Los cuatro charlaron amigablemente, y en cuanto Ushi hubo terminado de desayunar, el sobrecargo llamó un taxi. Adam la llevó a dar una vuelta por el barco, y mientras la acompañaba al taxi, a la chica le hacían los ojos chiribitas.

– Te llamaré -prometió Adam con vaguedad, y le dio un beso. Había sido una noche inolvidable, pero sus dos amigos sabían que Adam se olvidaría muy pronto de la chica y que al cabo de un año, si se les antojaba, tendrían que recordársela,

– ¿Cuándo? ¿Vas a ir a la discoteca esta noche? -preguntó Ushi mientras Adam se quedaba unos momentos junto al taxi. -A lo mejor nos marchamos -dijo en respuesta a la segunda pregunta, pero no a la primera.

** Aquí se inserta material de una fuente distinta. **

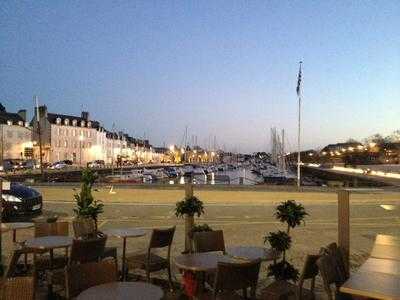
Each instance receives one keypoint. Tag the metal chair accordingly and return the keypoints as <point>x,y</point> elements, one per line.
<point>231,277</point>
<point>79,277</point>
<point>208,241</point>
<point>21,288</point>
<point>150,262</point>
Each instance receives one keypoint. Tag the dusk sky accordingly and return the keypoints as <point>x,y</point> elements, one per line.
<point>224,68</point>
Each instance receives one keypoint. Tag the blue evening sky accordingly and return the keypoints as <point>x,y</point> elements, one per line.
<point>224,68</point>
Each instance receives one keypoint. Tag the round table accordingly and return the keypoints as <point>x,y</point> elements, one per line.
<point>202,262</point>
<point>122,291</point>
<point>124,233</point>
<point>253,253</point>
<point>15,226</point>
<point>49,242</point>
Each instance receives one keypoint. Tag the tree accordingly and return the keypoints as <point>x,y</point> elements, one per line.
<point>86,205</point>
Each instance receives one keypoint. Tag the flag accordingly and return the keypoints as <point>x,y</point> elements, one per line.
<point>298,81</point>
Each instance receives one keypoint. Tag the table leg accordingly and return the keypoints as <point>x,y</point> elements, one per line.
<point>123,260</point>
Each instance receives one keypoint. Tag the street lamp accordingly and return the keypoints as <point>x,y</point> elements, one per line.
<point>80,149</point>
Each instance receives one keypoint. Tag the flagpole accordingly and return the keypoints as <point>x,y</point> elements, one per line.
<point>299,128</point>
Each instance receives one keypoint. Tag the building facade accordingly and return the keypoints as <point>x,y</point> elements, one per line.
<point>82,140</point>
<point>15,136</point>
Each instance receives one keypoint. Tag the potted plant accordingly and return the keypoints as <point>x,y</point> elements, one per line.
<point>87,208</point>
<point>292,215</point>
<point>188,208</point>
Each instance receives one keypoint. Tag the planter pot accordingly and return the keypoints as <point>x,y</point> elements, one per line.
<point>189,222</point>
<point>84,226</point>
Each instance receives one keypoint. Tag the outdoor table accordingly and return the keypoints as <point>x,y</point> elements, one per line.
<point>253,253</point>
<point>373,285</point>
<point>202,262</point>
<point>387,266</point>
<point>125,233</point>
<point>122,291</point>
<point>49,243</point>
<point>14,227</point>
<point>205,262</point>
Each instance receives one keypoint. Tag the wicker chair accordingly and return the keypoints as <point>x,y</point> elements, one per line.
<point>80,277</point>
<point>150,262</point>
<point>284,289</point>
<point>21,288</point>
<point>82,251</point>
<point>329,270</point>
<point>43,262</point>
<point>208,241</point>
<point>232,277</point>
<point>86,228</point>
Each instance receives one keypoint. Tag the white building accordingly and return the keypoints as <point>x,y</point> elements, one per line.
<point>82,140</point>
<point>15,135</point>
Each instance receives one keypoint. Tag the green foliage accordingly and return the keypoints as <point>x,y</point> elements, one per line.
<point>283,270</point>
<point>291,213</point>
<point>190,207</point>
<point>279,240</point>
<point>86,205</point>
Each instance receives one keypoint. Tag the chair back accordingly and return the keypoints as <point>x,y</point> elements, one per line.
<point>21,288</point>
<point>46,229</point>
<point>208,241</point>
<point>80,277</point>
<point>328,269</point>
<point>236,276</point>
<point>84,227</point>
<point>161,238</point>
<point>310,271</point>
<point>87,250</point>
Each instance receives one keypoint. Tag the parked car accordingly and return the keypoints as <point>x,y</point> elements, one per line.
<point>21,201</point>
<point>96,164</point>
<point>58,165</point>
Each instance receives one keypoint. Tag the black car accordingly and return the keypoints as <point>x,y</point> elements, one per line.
<point>20,202</point>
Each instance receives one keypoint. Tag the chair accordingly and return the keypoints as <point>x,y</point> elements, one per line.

Ushi le había dado su número de teléfono en Ramatuelle y le había dicho que pasaría allí todo el mes de agosto. Después volvería a Munich con sus padres. También le había dado su dirección en Alemania, porque Adam le había dicho que iba allí con frecuencia por cuestión de negocios. Ushi le había dicho que tenía veintidós años y que estudiaba medicina en Frankfurt.

– Si nos quedamos, pasaré por la discoteca, pero lo dudo. Intentaba ser mínimamente honrado con las mujeres con las que se acostaba y no darles falsas esperanzas, pero él también sabía que no podía hacerse demasiadas ilusiones. Aquella chica alemana, una perfecta desconocida, había ligado con él en una discoteca, habían pasado la noche juntos, a sabiendas de que lo más probable era que no volviera a verlo. Iba en busca de lo mismo que él, y al menos por una noche había conseguido lo que quería. Y también Adam. Había pasado una noche estupenda, pero a plena luz del día no cabía duda de que eran dos perfectos desconocidos, y que difícilmente volverían a verse. Ambos tenían las reglas bastante claras.

Adam le dio otro beso cuando la chica estaba a punto de subir al taxi, y ella se quedó unos momentos con expresión soñadora, y dijo:

– Adiós… Gracias…

Y Adam volvió a besarla.

– Gracias a ti, Ushi -le susurró Adam, dándole unas palmaditas en el trasero.

La chica se subió al taxi, saludó con la mano y desapareció. Otra diversión de una noche. Era una forma de pasar el tiempo, e indudablemente daba realce a sus vacaciones. El cuerpo de la chica era mucho mejor sin ropa, tal y como había sospechado Adam.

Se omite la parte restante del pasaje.